College of Informatics, Huazhong Agricultural University, Wuhan, Hubei 430070, China.
Brief Bioinform. 2024 Jul 25;25(5). doi: 10.1093/bib/bbae438.
Accurate prediction of molecular properties is crucial in drug discovery. Traditional methods often overlook that real-world molecules typically exhibit multiple property labels with complex correlations. To this end, we propose a novel framework, HiPM, which stands for Hierarchical Prompted Molecular representation learning framework. HiPM leverages task-aware prompts to enhance the differential expression of tasks in molecular representations and mitigate negative transfer caused by conflicts in individual task information. Our framework comprises two core components: the Molecular Representation Encoder (MRE) and the Task-Aware Prompter (TAP). MRE employs a hierarchical message-passing network architecture to capture molecular features at both the atom and motif levels. Meanwhile, TAP utilizes agglomerative hierarchical clustering algorithm to construct a prompt tree that reflects task affinity and distinctiveness, enabling the model to consider multi-granular correlation information among tasks, thereby effectively handling the complexity of multi-label property prediction. Extensive experiments demonstrate that HiPM achieves state-of-the-art performance across various multi-label datasets, offering a novel perspective on multi-label molecular representation learning.

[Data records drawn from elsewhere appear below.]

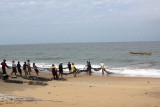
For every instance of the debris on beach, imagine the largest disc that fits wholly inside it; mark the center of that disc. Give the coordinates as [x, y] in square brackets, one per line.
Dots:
[7, 98]
[37, 83]
[142, 53]
[37, 78]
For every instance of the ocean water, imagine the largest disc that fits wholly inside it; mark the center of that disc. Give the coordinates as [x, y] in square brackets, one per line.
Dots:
[115, 56]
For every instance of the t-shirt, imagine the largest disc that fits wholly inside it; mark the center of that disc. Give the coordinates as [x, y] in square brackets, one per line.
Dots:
[3, 64]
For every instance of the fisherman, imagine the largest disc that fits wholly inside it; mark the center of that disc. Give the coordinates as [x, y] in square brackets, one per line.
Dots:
[19, 68]
[102, 67]
[14, 70]
[29, 67]
[69, 67]
[61, 69]
[89, 67]
[4, 65]
[73, 69]
[25, 68]
[35, 68]
[54, 72]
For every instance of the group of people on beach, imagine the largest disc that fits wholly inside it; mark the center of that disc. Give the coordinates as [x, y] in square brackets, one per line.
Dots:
[56, 72]
[17, 67]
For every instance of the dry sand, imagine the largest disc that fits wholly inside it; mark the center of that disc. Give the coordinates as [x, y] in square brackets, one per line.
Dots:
[85, 90]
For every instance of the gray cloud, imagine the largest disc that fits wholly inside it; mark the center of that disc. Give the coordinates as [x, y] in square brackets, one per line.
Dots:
[86, 18]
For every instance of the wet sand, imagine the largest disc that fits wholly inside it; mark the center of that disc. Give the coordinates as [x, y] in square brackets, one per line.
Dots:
[85, 90]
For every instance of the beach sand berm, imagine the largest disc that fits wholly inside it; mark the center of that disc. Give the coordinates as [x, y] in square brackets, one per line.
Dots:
[85, 90]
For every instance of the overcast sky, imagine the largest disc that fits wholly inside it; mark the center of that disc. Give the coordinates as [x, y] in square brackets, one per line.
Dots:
[70, 21]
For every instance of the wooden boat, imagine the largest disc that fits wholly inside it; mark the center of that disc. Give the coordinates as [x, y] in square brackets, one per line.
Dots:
[142, 53]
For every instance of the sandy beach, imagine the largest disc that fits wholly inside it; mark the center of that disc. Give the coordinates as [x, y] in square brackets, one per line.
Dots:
[85, 90]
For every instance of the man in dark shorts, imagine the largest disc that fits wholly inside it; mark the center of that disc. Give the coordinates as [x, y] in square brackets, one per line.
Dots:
[61, 70]
[19, 68]
[69, 66]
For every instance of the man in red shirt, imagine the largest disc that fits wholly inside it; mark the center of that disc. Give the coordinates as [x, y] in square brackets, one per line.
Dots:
[4, 65]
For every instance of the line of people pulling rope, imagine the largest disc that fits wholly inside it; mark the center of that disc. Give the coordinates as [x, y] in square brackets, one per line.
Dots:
[56, 72]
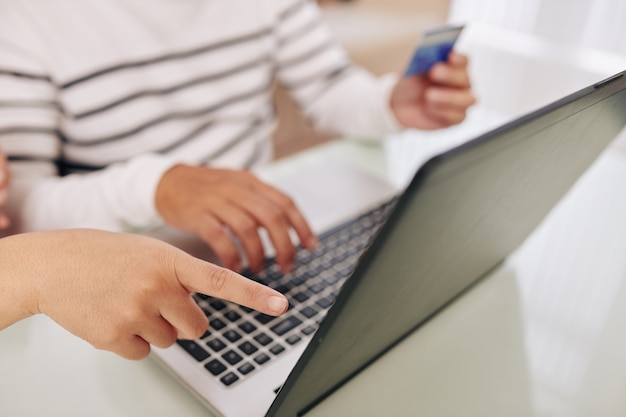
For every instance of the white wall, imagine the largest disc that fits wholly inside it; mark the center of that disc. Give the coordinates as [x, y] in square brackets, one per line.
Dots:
[527, 53]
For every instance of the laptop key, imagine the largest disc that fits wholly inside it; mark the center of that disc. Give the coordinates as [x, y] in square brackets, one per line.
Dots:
[217, 324]
[218, 305]
[286, 325]
[215, 367]
[246, 368]
[293, 339]
[263, 339]
[308, 312]
[309, 330]
[261, 359]
[216, 345]
[263, 318]
[232, 336]
[194, 349]
[233, 316]
[277, 349]
[232, 357]
[247, 327]
[248, 348]
[229, 379]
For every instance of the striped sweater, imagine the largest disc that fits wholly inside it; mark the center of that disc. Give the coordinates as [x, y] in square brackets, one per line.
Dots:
[98, 98]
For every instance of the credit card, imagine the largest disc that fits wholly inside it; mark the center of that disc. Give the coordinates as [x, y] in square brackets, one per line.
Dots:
[434, 47]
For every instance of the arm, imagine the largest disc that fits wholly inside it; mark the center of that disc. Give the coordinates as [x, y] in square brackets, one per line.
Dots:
[119, 198]
[4, 190]
[119, 292]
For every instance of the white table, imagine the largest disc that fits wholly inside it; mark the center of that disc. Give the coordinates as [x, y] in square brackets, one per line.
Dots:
[543, 336]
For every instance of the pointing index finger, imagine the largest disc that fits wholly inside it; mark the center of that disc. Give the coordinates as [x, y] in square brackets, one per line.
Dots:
[200, 276]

准确预测分子性质在药物发现中至关重要。传统方法通常忽略了一个事实,即实际分子通常表现出具有复杂相关性的多个属性标签。为此,我们提出了一种新颖的框架 HiPM,代表分层提示分子表示学习框架。HiPM 利用任务感知提示来增强分子表示中任务的差异表达,并减轻由于单个任务信息冲突引起的负迁移。我们的框架包括两个核心组件:分子表示编码器 (MRE) 和任务感知提示器 (TAP)。MRE 采用分层消息传递网络架构,在原子和基元级别捕获分子特征。同时,TAP 利用凝聚层次聚类算法构建一个提示树,反映任务亲和力和独特性,使模型能够考虑任务之间多粒度的相关信息,从而有效地处理多标签属性预测的复杂性。广泛的实验表明,HiPM 在各种多标签数据集上实现了最先进的性能,为多标签分子表示学习提供了新的视角。